Diagnosis of an AVF is mostly based on medical history and physical findings. The most common clinical features are swelling, thrill, bruit, and pulse deficit in the affected limb. Enlarging left-to-right shunt may lead to chronic volume overload and cause congestive heart failure. Our patient was admitted to our clinic with progressive symptoms of heart failure. Since she had a history of mitral and tricuspid valve replacement, mechanical valve dysfunction was focused on first. Physical examination revealed thrill on the right femoral artery and weakened arterial pulses on the right lower extremity, which then led us to consider AVF formation.

Since arterial puncture of superficial and deep femoral arteries is associated with arterial complications, proper selection of puncture site in order to gain access to common femoral artery is critically important. In our case, fistulas were arising both from superficial and deep femoral arteries indicating that the probable puncture site was below the level of common femoral artery.

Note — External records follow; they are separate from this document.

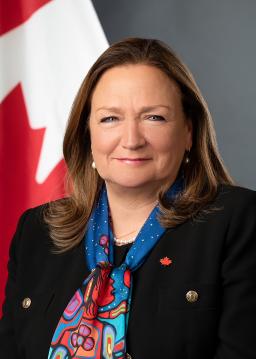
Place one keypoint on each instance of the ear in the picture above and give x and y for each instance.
(189, 140)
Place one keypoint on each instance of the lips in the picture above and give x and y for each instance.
(128, 160)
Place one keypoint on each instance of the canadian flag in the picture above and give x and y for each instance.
(46, 48)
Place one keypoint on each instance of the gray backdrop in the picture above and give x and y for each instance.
(217, 40)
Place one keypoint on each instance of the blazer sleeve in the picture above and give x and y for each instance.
(237, 324)
(7, 333)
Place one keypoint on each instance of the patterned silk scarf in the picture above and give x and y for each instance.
(94, 323)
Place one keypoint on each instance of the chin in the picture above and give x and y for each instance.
(128, 182)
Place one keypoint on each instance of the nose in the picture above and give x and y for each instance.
(132, 135)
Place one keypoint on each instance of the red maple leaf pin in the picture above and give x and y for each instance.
(166, 261)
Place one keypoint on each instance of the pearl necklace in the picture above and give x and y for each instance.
(121, 242)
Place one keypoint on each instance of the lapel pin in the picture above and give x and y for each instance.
(166, 261)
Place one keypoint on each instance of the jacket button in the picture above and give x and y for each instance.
(192, 296)
(26, 303)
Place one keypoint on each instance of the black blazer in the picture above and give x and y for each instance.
(213, 255)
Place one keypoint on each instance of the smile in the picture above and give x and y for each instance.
(133, 161)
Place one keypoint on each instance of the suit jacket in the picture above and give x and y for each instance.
(213, 255)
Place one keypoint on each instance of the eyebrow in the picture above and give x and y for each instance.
(143, 109)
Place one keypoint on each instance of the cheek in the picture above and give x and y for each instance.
(168, 142)
(102, 143)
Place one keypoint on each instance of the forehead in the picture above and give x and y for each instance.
(137, 83)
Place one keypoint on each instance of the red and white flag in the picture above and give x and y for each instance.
(46, 48)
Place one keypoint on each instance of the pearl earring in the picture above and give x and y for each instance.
(187, 159)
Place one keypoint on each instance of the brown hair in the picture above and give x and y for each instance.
(67, 218)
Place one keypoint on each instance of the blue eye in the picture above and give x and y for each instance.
(157, 118)
(108, 119)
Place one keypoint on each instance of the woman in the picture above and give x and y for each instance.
(153, 253)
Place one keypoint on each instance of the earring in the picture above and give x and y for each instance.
(187, 159)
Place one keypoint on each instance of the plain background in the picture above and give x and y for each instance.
(217, 40)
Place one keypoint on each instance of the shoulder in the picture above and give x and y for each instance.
(231, 194)
(236, 201)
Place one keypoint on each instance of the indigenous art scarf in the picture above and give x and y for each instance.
(94, 323)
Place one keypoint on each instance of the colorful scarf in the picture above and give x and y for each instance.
(94, 323)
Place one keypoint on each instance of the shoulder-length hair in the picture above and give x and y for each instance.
(67, 218)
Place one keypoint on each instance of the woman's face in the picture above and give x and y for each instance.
(138, 130)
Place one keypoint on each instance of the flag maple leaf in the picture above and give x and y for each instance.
(20, 147)
(166, 261)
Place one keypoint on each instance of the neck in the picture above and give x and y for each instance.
(129, 208)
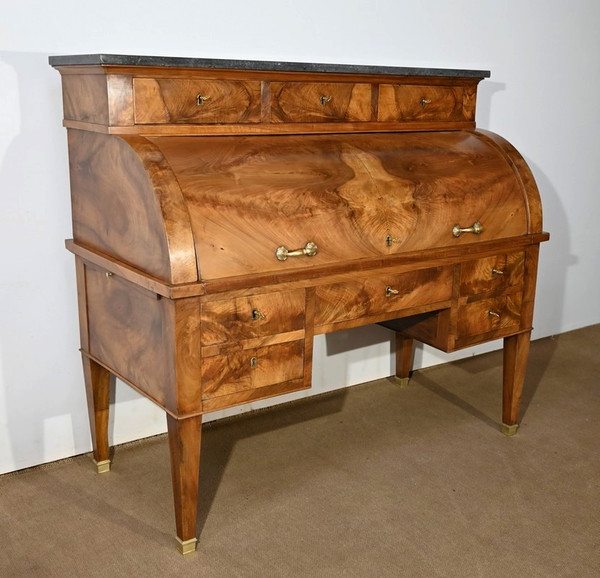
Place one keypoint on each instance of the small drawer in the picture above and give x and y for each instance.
(492, 275)
(320, 102)
(399, 102)
(174, 100)
(485, 315)
(250, 369)
(232, 320)
(376, 296)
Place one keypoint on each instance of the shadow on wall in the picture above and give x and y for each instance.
(555, 261)
(38, 343)
(43, 415)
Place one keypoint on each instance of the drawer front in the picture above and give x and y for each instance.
(173, 100)
(420, 103)
(492, 275)
(232, 320)
(252, 369)
(485, 315)
(320, 102)
(382, 294)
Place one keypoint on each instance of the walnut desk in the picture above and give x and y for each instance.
(225, 212)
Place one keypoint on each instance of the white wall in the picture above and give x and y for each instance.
(543, 96)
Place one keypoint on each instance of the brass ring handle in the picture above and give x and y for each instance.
(257, 314)
(310, 251)
(476, 228)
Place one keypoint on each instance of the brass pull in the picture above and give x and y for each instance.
(310, 251)
(476, 228)
(389, 240)
(256, 315)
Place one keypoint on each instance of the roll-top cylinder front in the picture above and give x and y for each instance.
(267, 204)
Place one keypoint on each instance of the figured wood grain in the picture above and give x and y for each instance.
(132, 332)
(491, 275)
(254, 394)
(231, 320)
(408, 103)
(353, 300)
(320, 102)
(126, 203)
(188, 208)
(474, 318)
(226, 374)
(167, 100)
(85, 98)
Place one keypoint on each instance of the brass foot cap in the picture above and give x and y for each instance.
(509, 430)
(103, 466)
(186, 546)
(401, 382)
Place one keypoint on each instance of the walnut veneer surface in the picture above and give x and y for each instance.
(226, 212)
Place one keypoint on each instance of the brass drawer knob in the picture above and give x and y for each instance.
(310, 250)
(476, 228)
(257, 315)
(201, 99)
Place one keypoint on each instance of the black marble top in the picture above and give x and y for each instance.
(180, 62)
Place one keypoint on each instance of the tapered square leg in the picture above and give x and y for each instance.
(404, 358)
(516, 351)
(98, 382)
(184, 445)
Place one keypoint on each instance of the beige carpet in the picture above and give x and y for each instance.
(370, 481)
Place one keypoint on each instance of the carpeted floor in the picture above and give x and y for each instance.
(369, 481)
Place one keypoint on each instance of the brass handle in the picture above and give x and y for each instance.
(310, 251)
(476, 228)
(389, 240)
(256, 315)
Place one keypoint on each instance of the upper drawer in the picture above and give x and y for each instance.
(254, 316)
(399, 102)
(175, 100)
(380, 295)
(320, 102)
(491, 275)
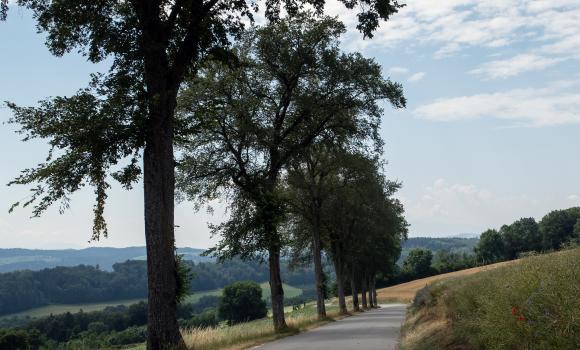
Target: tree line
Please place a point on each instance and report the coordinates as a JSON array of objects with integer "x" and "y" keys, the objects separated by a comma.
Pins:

Branham’s sign, which is a decrease in pulse and increase in blood pressure that follows the sudden occlusion of an AVF, represents a hemodynamically significant AVF in the circulation and was present at the patient’s physical examination.

As a result, sudden and progressive clinical deterioration in a patient especially with a history of diagnostic or therapeutic cardiovascular intervention may evocate the possibility of peripheral access site AVF formation. Moreover, arterial or venous access must carefully be gained in patients with a history of cardiac disease or surgery, since cardiac catheterizations may be needed in the follow-up course of such patients; peripheral arterial and venous access sites may be traumatized repeatedly. Femoral vessels exposed for peripheral cannulation at the time of cardiac surgery may have increased risk for AVF development.

Conflict of Interests

The authors declare that they have no conflict of interests.